Trois mécanismes ont été proposés pour expliquer cette relation positive. D’abord, l’effet d’échantillonnage qui est purement « statistique ». Les écosystèmes riches en espèces seraient plus productifs, c’est-à-dire que leur biomasse augmente rapidement, simplement parce qu’ils ont plus de chance d’abriter une espèce très productive. Ensuite, la complémentarité des espèces qui est le résultat d’un agencement favorable des traits écologiques présents au sein des communautés.
Dans ce cas, en augmentant la diversité, on augmente le nombre fonctions réalisées par les espèces, car plus de niches écologiques[2] sont utilisées au sein de l’écosystème et les ressources sont mieux exploitées. Par exemple deux espèces de plantes équipées l’une de racines de surface, l’autre de racines profondes, utiliseront mieux qu’une seule les ressources d’un sol, accroissant la productivité locale, car elles ont des traits écologiques complémentaires.
Enfin, la facilitation est définie comme une interaction positive entre deux espèces. Par exemple, en les abritant du rayonnement direct du soleil, les ronciers créent en plein milieu d’une prairie un habitat favorable pour des espèces végétales telles que certains arums qui ne fréquentent que des milieux sombres et humides. Ces espèces « favorisés » permettant à leur tour de mieux utiliser les ressources disponibles localement et donc augmentant la productivité.
Ces différents mécanismes peuvent s’exprimer localement mais aussi sur des échelles spatiales et temporelles plus larges, depuis l’assemblage des espèces de bactéries et de champignons du morceau de fromage au fond du frigo, jusqu’aux forêts tropicales et aux océans. La plupart des nombreuses expériences qui ont testé ces hypothèses ont par contre utilisé des communautés végétales, surtout pour des raisons pratiques. Deux d’entre elles ont particulièrement marqué la communauté scientifique : l’expérience paneuropéenne Biodepth et celles menées à Cedar Creek au Minnesota. Ces expériences ont montré un effet positif de la diversité sur l’accumulation de biomasse dans les communautés (Figure 3).
Si le rôle de la diversité horizontale (au sein d’un même niveau trophique) sur le fonctionnement des écosystèmes semble prédictible, il en va tout autrement du rôle de la diversité au sein de plusieurs niveaux trophiques (diversité verticale). Un point de départ pour comprendre les interactions entre un prédateur et sa proie est ce que les écologues appellent l’effet « top-down ». Cette expression réfère au contrôle de l’abondance d’une proie par son prédateur. Dans les réseaux trophiques plus diversifiés, l’effet top-down entraîne une cascade d’effets trophiques. Si un herbivore va réduire la biomasse de plantes dans un écosystème, il sera lui-même contraint par la présence d’un carnivore. Cette cascade se répercutera du prédateur jusqu’au bas de la chaine, de sorte que le carnivore « libère » la plante de son herbivore et par conséquent augmente sa productivité.

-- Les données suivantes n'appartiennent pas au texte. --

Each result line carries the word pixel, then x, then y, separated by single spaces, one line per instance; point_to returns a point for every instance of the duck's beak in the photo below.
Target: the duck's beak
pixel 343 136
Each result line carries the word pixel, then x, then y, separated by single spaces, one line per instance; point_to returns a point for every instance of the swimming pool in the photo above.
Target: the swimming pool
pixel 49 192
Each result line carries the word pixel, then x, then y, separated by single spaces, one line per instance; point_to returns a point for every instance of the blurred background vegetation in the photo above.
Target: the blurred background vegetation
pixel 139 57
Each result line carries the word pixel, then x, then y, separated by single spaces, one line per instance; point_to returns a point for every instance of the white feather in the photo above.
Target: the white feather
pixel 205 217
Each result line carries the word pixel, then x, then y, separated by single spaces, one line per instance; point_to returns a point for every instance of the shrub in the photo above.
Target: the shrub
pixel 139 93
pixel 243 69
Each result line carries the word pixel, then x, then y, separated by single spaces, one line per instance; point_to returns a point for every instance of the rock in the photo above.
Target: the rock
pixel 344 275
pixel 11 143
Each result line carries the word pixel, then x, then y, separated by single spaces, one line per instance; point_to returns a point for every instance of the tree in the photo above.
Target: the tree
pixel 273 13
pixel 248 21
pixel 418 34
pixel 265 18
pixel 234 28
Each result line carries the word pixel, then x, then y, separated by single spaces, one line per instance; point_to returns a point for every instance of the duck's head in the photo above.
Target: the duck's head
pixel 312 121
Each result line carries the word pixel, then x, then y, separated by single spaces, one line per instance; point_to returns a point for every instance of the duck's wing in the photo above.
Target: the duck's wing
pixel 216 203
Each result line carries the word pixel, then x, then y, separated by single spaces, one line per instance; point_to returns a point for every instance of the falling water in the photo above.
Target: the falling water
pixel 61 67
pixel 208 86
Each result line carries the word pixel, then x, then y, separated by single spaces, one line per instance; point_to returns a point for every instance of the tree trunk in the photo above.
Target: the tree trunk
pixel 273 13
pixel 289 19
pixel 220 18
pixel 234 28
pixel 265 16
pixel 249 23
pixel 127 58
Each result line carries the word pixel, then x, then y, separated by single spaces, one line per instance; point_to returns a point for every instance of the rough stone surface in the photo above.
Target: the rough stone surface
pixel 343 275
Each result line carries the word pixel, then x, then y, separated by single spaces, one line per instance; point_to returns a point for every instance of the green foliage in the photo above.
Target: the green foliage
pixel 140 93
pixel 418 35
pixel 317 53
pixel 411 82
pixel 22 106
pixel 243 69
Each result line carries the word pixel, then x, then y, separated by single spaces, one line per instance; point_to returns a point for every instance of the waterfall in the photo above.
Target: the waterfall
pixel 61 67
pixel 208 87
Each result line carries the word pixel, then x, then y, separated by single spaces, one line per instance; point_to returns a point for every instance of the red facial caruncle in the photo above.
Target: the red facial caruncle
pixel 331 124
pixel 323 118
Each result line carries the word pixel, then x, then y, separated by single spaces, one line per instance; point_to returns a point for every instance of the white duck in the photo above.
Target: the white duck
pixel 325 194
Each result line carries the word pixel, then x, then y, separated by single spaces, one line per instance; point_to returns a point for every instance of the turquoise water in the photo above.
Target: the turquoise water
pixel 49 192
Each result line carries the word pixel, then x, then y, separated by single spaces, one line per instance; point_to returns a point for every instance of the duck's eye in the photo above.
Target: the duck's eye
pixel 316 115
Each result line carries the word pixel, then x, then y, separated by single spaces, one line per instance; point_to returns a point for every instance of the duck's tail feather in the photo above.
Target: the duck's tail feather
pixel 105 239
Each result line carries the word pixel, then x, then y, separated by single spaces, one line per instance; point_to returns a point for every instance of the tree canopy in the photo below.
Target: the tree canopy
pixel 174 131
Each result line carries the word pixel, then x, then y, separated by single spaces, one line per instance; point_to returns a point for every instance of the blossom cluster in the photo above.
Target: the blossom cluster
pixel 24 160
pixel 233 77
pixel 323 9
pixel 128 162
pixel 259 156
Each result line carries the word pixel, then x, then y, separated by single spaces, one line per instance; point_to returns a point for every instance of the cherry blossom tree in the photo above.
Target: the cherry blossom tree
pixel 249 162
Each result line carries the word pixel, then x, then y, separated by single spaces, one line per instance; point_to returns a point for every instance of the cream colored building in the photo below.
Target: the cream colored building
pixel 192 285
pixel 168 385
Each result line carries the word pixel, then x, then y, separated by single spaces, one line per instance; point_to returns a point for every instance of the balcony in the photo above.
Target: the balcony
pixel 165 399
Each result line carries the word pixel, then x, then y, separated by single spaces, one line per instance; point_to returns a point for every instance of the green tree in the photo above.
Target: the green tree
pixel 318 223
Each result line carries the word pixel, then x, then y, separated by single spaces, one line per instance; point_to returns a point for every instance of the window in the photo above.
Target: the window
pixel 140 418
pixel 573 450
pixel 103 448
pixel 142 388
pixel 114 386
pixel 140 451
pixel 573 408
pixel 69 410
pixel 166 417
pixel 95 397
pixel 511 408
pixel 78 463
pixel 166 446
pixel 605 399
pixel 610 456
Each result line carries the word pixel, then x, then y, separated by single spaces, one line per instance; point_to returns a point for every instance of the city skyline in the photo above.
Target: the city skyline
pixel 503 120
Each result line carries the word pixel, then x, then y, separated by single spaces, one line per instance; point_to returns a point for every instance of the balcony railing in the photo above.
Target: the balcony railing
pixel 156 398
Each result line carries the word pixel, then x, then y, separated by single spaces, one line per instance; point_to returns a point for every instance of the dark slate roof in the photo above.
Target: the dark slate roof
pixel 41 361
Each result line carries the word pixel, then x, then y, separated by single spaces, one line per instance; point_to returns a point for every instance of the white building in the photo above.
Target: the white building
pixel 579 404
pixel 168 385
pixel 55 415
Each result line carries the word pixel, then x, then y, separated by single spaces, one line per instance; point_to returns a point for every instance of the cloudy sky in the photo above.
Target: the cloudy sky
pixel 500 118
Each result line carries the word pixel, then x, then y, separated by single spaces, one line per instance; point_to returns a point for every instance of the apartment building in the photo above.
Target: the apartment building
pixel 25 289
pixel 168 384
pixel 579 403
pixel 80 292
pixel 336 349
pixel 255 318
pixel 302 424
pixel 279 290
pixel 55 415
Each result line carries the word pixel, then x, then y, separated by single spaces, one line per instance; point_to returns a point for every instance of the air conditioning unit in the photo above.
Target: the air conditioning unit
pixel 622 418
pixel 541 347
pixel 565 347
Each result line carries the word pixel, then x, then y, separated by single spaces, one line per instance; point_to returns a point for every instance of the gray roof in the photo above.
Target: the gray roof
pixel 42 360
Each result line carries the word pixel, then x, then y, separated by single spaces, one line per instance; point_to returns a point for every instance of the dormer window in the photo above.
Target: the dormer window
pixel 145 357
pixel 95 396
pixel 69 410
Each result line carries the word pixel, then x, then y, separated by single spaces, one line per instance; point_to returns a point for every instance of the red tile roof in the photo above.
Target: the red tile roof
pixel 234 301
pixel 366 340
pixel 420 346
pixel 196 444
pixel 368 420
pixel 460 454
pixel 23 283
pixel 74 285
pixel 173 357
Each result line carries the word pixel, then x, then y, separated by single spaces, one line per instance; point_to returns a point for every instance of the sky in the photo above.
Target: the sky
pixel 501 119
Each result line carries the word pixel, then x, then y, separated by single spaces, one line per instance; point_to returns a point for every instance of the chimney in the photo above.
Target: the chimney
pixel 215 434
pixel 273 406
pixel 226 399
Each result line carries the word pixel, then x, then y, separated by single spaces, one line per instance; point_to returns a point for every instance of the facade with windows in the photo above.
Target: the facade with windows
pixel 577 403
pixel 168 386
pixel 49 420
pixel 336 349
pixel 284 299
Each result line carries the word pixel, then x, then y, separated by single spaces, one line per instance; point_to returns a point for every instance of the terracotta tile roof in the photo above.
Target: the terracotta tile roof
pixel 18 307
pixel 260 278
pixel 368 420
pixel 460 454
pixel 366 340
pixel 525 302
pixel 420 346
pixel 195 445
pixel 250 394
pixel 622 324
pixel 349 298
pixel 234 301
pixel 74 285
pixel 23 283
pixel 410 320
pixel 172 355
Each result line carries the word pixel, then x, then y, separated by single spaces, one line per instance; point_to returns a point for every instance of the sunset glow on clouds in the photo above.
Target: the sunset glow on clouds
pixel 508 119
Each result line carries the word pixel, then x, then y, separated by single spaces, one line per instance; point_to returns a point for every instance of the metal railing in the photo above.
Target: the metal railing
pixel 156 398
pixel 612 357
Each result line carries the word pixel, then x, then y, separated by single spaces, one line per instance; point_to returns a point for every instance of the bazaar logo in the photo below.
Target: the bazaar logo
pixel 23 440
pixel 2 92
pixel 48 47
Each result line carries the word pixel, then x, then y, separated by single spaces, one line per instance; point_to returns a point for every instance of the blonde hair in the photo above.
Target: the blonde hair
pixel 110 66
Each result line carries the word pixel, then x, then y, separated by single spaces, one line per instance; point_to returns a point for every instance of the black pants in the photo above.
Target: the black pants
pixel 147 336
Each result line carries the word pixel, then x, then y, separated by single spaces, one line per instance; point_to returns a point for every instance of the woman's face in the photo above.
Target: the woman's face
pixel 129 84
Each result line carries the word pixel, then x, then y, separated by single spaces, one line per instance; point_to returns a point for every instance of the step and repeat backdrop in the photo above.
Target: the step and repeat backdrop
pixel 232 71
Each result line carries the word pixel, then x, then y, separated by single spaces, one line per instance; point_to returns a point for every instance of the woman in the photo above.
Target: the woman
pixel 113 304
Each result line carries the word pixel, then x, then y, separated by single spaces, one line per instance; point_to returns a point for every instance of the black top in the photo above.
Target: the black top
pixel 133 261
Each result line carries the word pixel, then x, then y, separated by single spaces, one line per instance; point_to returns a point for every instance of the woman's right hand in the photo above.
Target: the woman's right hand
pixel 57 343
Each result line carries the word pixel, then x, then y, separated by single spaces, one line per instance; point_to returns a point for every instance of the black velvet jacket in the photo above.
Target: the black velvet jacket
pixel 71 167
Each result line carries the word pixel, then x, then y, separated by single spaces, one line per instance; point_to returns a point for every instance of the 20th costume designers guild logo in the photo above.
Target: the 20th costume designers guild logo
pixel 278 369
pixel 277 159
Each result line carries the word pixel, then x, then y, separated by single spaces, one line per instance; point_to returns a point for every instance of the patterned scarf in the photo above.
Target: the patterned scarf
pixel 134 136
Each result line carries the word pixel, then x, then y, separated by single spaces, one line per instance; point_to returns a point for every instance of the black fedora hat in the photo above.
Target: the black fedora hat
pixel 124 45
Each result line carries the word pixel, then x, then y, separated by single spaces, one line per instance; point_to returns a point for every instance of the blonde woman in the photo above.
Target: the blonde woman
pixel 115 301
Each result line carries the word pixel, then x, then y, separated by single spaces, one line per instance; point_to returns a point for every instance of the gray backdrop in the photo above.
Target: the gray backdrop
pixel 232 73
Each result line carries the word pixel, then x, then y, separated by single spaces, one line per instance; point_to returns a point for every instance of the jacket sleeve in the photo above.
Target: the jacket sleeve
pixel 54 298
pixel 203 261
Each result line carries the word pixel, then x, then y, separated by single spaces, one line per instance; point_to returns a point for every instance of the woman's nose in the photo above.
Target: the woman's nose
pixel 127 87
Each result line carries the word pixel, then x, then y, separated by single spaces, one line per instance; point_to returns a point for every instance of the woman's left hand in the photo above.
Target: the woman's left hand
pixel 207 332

Dans certains cas également, la présence des consommateurs supérieurs peut accélérer le recyclage des nutriments et par conséquent la productivité des écosystèmes. Ainsi, la structure et la diversité des réseaux trophiques auraient un effet majeur sur la productivité. Sachant que les grands prédateurs sont souvent les organismes les plus exploités et les plus sensibles aux activités humaines, on comprend bien les conséquences que cela peut entraîner sur le fonctionnement des écosystèmes ! »
En définitive les écologues ont élucidé d’une part les facteurs écologiques qui modulaient la biodiversité et d’autre part comment la diversité modulait à son tour la biomasse produite. Il reste encore à intégrer ces connaissances pour mieux comprendre si la diversité peut favoriser… la diversité ! A ce sujet, les premiers écologues des écosystèmes ont proposé dans les années 60 l’idée que des processus de rétroaction positive contribuaient à l’organisation des écosystèmes.Par exemple la théorie Gaïa lancée par le britannique Lovelock a durant une nombreuse année alimentée la controverse. Selon cette hypothèse, la Terre serait analogue à un système physiologique dynamique qui maintient l’environnement de la planète dans des conditions favorables au développement de la vie. L’ensemble des organismes vivants seraient les composantes d’un vaste organisme, comme le sont les cellules d’un corps humain, assurant la régulation de l’environnement pour maximiser son fonctionnement.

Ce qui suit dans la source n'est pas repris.